La salariée conteste son licenciement. Elle estime que cette pratique faisait l’objet d’une tolérance de l’employeur puisque la secrétaire générale avait validé les demandes de remboursement litigieuses tout en sachant qu’elles n’étaient pas justifiées. Elle en déduit que ce comportement ne pouvait pas constituer une faute grave.

Pour la cour d’appel, « la signature [des] demandes de remboursement par la secrétaire générale [n’emportait] pas connaissance et approbation par l’employeur de la pratique frauduleuse de la salariée » et « la situation n’était pas connue et approuvée par la société ». Par conséquent, elle considère « qu’il n’était pas établi que l’employeur avait toléré ces demandes injustifiées de remboursements de frais ». La salariée est donc déboutée.

La Cour de cassation approuve la décision des juges du fond et rejette le pourvoi formé par la salariée contre l’arrêt d’appel.

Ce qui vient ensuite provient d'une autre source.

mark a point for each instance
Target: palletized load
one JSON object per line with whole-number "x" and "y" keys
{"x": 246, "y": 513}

Le licenciement est également justifié par un manquement à l’obligation de loyauté caractérisée par des travaux d’assistance personnelle du président du conseil de surveillance, dans le cadre d’activités réalisées par celui-ci pour des sociétés tierces, pendant les horaires de travail et avec le matériel de l’entreprise.

Note : Il semble que la solution aurait pu être différente si la tolérance de l’employeur avait été établie.

Rappel : Les objectifs d’un salarié, conditionnant la partie variable de sa rémunération, peuvent être définis par l’employeur dans le cadre de son pouvoir de direction (Cass. Soc., 22 mai 2001, n° 99-41.838). Dans ce cas, les objectifs doivent être portés à la connaissance du salarié en début d’exercice (Cass. Soc., 2 mars 2011, n° 08-44.977). A défaut, en cas de contentieux, c’est le juge qui fixe le montant de la part variable et il peut condamner l’employeur à payer l’intégralité de la part variable même si les objectifs attendus n’ont pas été réalisés (Cass. Soc., 30 juin 2021, n° 19-25.519).
Les objectifs fixés pour une année sont-ils maintenus pour les années suivantes si le contrat de travail ne précise pas que ces objectifs doivent être fixés annuellement ?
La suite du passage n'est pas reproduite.